Configurations for Clustering in Diarization#
Parameters for clustering algorithm are provided in the following Hydra config example.
clustering:
parameters:
oracle_num_speakers: False # If True, use num of speakers value provided in the manifest file.
max_num_speakers: 20 # Max number of speakers for each recording. If oracle_num_speakers is passed, this value is ignored.
enhanced_count_thres: 80 # If the number of segments is lower than this number, enhanced speaker counting is activated.
max_rp_threshold: 0.25 # Determines the range of p-value search: 0 < p <= max_rp_threshold.
sparse_search_volume: 30 # The higher the number, the more values will be examined with more time.
Configurations for Diarization with ASR#
The following configuration needs to be appended under diarizer to run ASR with diarization to get a transcription with speaker labels.
asr:
model_path: ??? # Provide NGC cloud ASR model name. stt_en_conformer_ctc_* models are recommended for diarization purposes.
parameters:
asr_based_vad: False # if True, speech segmentation for diarization is based on word-timestamps from ASR inference.
asr_based_vad_threshold: 50 # threshold (multiple of 10ms) for ignoring the gap between two words when generating VAD timestamps using ASR based VAD.

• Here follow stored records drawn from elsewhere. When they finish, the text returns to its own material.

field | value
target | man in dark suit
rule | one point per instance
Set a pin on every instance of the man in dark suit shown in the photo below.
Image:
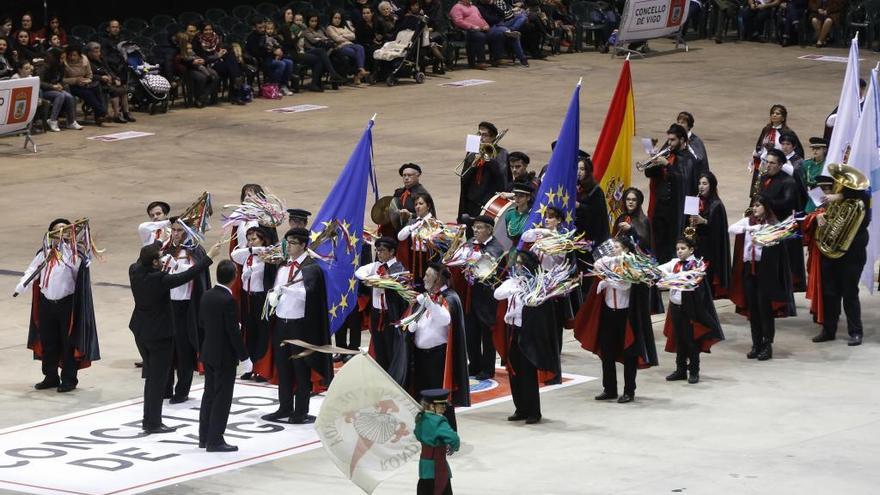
(153, 327)
(222, 350)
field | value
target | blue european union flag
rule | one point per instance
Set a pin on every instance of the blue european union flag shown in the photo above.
(559, 185)
(337, 231)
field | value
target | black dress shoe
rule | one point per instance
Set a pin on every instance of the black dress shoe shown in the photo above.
(677, 375)
(606, 396)
(823, 337)
(159, 429)
(47, 383)
(223, 447)
(308, 419)
(276, 416)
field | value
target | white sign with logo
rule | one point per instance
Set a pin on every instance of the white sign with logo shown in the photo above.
(648, 19)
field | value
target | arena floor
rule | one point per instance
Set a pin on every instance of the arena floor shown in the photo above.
(807, 421)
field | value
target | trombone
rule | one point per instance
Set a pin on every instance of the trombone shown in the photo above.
(487, 150)
(652, 161)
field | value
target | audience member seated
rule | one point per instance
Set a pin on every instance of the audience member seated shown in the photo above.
(495, 17)
(78, 75)
(755, 15)
(55, 91)
(317, 39)
(344, 39)
(208, 45)
(54, 28)
(316, 59)
(267, 50)
(202, 80)
(111, 84)
(466, 16)
(824, 15)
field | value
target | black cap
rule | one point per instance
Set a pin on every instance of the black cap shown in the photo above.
(485, 219)
(409, 165)
(298, 233)
(435, 395)
(385, 241)
(817, 142)
(523, 187)
(298, 213)
(166, 208)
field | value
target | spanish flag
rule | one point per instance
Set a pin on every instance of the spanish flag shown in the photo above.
(612, 160)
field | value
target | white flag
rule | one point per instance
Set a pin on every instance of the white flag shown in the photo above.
(366, 423)
(847, 110)
(865, 157)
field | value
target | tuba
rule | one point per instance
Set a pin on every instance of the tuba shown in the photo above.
(842, 218)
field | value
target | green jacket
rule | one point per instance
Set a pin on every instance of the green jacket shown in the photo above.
(433, 430)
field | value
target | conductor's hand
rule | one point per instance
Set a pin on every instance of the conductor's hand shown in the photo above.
(214, 251)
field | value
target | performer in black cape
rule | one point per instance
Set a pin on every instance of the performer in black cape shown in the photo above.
(62, 332)
(387, 343)
(692, 325)
(439, 341)
(530, 345)
(301, 313)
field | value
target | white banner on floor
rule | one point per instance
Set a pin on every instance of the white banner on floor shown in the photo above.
(648, 19)
(121, 136)
(18, 103)
(297, 109)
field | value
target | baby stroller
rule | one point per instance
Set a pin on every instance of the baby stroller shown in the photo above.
(403, 56)
(147, 90)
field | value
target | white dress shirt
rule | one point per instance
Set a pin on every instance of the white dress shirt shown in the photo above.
(151, 232)
(432, 329)
(668, 268)
(252, 267)
(751, 251)
(292, 298)
(182, 263)
(510, 290)
(407, 231)
(373, 269)
(58, 277)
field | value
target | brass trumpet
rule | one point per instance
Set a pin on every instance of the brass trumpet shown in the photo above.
(652, 161)
(488, 151)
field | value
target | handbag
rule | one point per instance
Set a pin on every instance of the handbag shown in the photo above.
(270, 91)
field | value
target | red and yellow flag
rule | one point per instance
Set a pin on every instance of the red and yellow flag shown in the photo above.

asr_batch_size: null # Batch size can be dependent on each ASR model. Default batch sizes are applied if set to null.
lenient_overlap_WDER: True # If true, when a word falls into speaker-overlapped regions, consider the word as a correctly diarized word.
decoder_delay_in_sec: null # Native decoder delay. null is recommended to use the default values for each ASR model.
word_ts_anchor_offset: null # Offset to set a reference point from the start of the word. Recommended range of values is [-0.05 0.2].
word_ts_anchor_pos: "start" # Select which part of the word timestamp we want to use. The options are: 'start', 'end', 'mid'.
fix_word_ts_with_VAD: False # Fix the word timestamp using VAD output. You must provide a VAD model to use this feature.
colored_text: False # If True, use colored text to distinguish speakers in the output transcript.
print_time: True # If True, the start of the end time of each speaker turn is printed in the output transcript.
break_lines: False # If True, the output transcript breaks the line to fix the line width (default is 90 chars)
ctc_decoder_parameters: # Optional beam search decoder (pyctcdecode)
pretrained_language_model: null # KenLM model file: .arpa model file or .bin binary file.
beam_width: 32
alpha: 0.5
beta: 2.5
realigning_lm_parameters: # Experimental feature
arpa_language_model: null # Provide a KenLM language model in .arpa format.
min_number_of_words: 3 # Min number of words for the left context.
max_number_of_words: 10 # Max number of words for the right context.
logprob_diff_threshold: 1.2 # The threshold for the difference between two log probability values from two hypotheses.